Categories
Editorial Opinion

Support Insure Tennessee

No one can say that we were lax in urging Governor Bill Haslam to find some way to come to terms with the Affordable Care Act (ACA). Tennessee, with its large lower-income population and a financially threatened hospital network, needs to take advantage of the billion or so federal dollars that come annually with Medicaid expansion.

Had the Governor made his peace early on with the ACA (or Obamacare, as Republicans prefer to call it), he might have been able to get his plan across in quick order and relatively uncomplicated fashion. He chose to procrastinate, however, possibly to keep the restive Tea Party component in the Republican-dominated legislature at bay. He proclaimed the existence of something called “The Tennessee Plan,” which, he said, was in the process of creation and which, when complete, would form the basis of a waiver request with the Department of Health and Human Services.

We would later learn that there was — at that time — no such plan, not even much of a skeleton for it. And meanwhile the GOP majority, goaded on by determined ultra-conservative foes of Medicaid expansion (and perhaps even of Medicaid itself) like Germantown state Senator Brian Kelsey, took advantage of the delay to pass legislation that requires approval by both houses of the General Assembly for any state involvement whatsoever with the ACA.

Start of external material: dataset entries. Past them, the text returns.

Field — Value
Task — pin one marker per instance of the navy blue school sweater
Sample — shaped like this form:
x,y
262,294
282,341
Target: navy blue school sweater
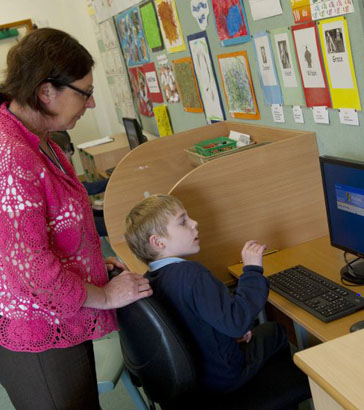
x,y
214,317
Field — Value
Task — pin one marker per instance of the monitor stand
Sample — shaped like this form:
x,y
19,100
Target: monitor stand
x,y
356,269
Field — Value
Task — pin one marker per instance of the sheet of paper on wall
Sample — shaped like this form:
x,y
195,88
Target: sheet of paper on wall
x,y
206,77
335,45
267,69
311,10
348,116
287,67
151,27
152,82
169,84
163,122
314,82
277,113
262,9
200,11
320,115
298,114
162,59
170,25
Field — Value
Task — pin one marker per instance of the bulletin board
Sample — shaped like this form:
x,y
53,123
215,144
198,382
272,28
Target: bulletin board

Haslam, it seemed, had put himself — and the state, especially its working poor and its medical providers — in a box from which there was no escape.

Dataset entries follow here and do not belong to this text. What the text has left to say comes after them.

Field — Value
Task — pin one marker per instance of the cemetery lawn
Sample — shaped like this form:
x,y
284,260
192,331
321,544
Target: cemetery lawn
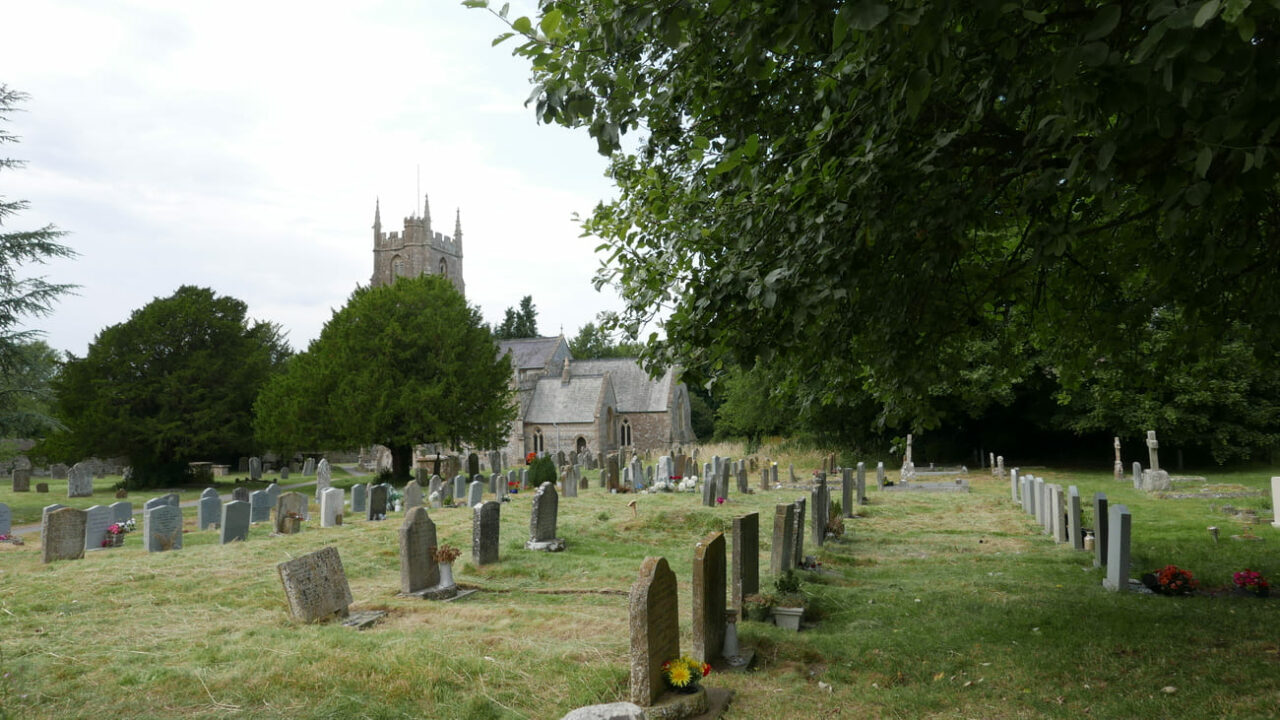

Well, who is to say that the age of miracles has passed? The governor, at length, did come up with a plan called “Tennessee Promise,” with a two-track modus operandi that would allow participants either to accept vouchers for use with private insurors or to come within TennCare (Tennessee’s version of Medicaid) with an obligation to make modest co-pays and premium payments. It seemed a genuine compromise between the ideology of the marketplace and governmental intervention to meet an obvious social need.

And Haslam’s plan possesses a “fail-safe” provision that allows for automatic discontinuation of the state’s program in case of default by either the federal government, which promises to provide 90 percent of funding after the first two (fully paid) years or the Tennessee Hospital Association, which has pledged to take care of the remaining 10 percent.

This last provision should have invalidated the oft-expressed doubts by critics of Medicaid expansion in Tennessee that the state would veer into ultimate insolvency by committing itself to the federal funding, but it hasn’t. The critics have merely shifted ground a bit, crying rhetorical crocodile tears and claiming that either the feds or the Hospital Association or both will weasel out in two years’ time and leave the impoverished masses once again without coverage.

To call this claim “disingenuous” is to give it too much credit. The population on which this bogus concern is lavished is without coverage now. Even in the critics’ implausible scenario, something now is far better than nothing, ever.

All sophistries aside, Haslam’s plan is entitled to full and bipartisan support in the February 2nd special session. We urge its passage, the sooner the better.